This New Café in Kapitolyo Makes Coffee With Root Beer Work
Their unique drinks will make you want to linger.
58 East Capitol Drive, Kapitolyo, Pasig City
Open from 10 a.m. to 9 a.m. (Monday to Thursday), 10 a.m. to 10 p.m. (Friday and Saturday), and 10 a.m. to 7 p.m. (Sunday)
(SPOT.ph) If you look closely, the logo of Nicto's is the hand sign for the letter "N"—a clenched fist with the thumb between the middle and ring fingers. Replacing it with a thumbs-up sign would be equally appropriate, given this small Kapitolyo café's desire to make a big difference.
Nicto's is the result of Charles Ramento's thesis project for his degree in Entrepreneurial Management at the University of Asia and the Pacific. The menu is guaranteed to interest coffee enthusiasts, with unique items like espresso with root beer, or coffee styled like a margarita. Ramento, however, wasn't content with just meeting the required net income for a passing grade—he wanted his business to have a nobler purpose, which came in the form of the Better Days Project.
"Our main reason for doing Nicto's is to help the less fortunate. Through the Better Days Project, we'll be asking customers for donations, which we'll use to provide food for people in need," he says. The project asks customers to donate a minimum of P150 and write a "message of positivity" to go with their donation, to be placed in a dropbox on the counter.
Whatever amount collected each month will be given to nearby parishes. Customers can donate anytime, so don't feel guilty if you're only there to enjoy their delicious coffee.
The interior of Nicto's is as straightforward as its intentions. Designed by Ramento’s sister Chai, the place exudes a chill vibe with whites and light grays for the color scheme, and a view overlooking East Capitol Drive. Long eaves shading the interiors provide a sense of seclusion, ideal for those looking to enjoy a quiet cup of coffee.
Most of Nicto's coffee blends are sweet, with the Nicto's Holiday Cup (P140/hot, P150/cold) being their signature drink. Hazelnut syrup imbues the coffee with a rich taste that might be overwhelming, if not for the salt on the mug's rim to temper the sweetness with every sip. "It's a margarita-inspired drink that's non-alcoholic," explains Ramento.
Customers can order extra syrups if they want their coffee on the sweeter side. Some items on the Nicto's menu are already blended with these syrups such as the Mocha Marble (P145), a cold brew with a healthy mix of dark and white chocolate syrup that makes it a customer favorite. The Espresso Pop (P140) is arguably Nicto's most memorable concoction. Coffee with root beer and toasted-marshmallow syrup seems like an unusual mix, but it's surprisingly addictive since the coffee's bitterness is mellowed by the aftertaste of root beer.

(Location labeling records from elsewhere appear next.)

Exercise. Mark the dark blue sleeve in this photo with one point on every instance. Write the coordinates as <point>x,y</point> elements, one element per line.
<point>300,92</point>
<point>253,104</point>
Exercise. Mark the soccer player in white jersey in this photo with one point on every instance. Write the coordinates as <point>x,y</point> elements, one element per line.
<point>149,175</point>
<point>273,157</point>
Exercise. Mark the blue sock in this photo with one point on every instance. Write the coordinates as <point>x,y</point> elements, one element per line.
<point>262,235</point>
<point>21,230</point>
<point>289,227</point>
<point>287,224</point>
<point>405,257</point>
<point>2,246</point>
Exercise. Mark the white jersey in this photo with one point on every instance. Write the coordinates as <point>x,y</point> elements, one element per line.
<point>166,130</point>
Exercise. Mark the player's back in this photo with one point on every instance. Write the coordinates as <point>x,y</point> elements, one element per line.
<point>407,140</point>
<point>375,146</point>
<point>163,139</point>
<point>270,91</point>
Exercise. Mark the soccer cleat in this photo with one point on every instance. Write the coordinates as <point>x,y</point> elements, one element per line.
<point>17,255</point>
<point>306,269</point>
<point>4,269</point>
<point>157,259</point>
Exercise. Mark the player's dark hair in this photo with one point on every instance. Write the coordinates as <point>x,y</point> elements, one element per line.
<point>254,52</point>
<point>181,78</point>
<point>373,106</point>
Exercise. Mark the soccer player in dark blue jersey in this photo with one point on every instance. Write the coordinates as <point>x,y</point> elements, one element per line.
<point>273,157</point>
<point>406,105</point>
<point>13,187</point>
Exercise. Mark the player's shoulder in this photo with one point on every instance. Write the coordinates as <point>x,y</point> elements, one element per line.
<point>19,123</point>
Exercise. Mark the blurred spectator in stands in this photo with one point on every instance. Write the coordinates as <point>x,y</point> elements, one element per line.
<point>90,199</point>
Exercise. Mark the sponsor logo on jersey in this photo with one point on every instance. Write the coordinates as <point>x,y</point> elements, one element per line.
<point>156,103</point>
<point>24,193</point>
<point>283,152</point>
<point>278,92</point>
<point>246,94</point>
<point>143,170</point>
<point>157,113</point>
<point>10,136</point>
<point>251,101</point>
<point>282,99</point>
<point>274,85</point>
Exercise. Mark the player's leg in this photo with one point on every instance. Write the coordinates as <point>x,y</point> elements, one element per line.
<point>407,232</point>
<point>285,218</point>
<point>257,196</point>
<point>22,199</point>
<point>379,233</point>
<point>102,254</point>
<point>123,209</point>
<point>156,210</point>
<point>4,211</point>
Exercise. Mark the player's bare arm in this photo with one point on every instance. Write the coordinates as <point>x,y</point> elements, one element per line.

Rice bowls and pasta complete the café’s menu. One of the bestsellers is the Nicto's Classic (P150), skewered longganisa and cucumber slices on a comforting bowl of garlic rice. The cucumber is a nice touch that helps ward off the cloying feeling one could get from eating too much of the rich and salty longganisa. The Tapa Tops (P195), the café’s take on tapsilog, competes with the Nicto's Classic as another must-order. The tapa, though a little bit on the dry spectrum, is flavorful nonetheless and is best paired with their virgin and fruity homemade Sangria (P130).
The Grilled Cheese Sandwich with Tomato Soup (P245) is as appetizing as it sounds. With the sandwich’s sharp melted cheese and the tangy and creamy soup to dunk each morsel in, the dish is heavy and tasty enough to satisfy customers whether they order it for breakfast or lunch. Although most of Nicto's signature coffees border on the sweet side, pairing them with confections will surely energize you with a sugar high. The Revel Bar (P65) is a delight to munch on due to its soft and gooey texture, which complements any of their coffee offerings.
If their unique coffee concoctions aren’t enough to warm your soul, this café's dedication to helping the less fortunate should. For a thesis project, Nicto's already feels like an establishment that's here to stay, promising better days for its customers and the surrounding community.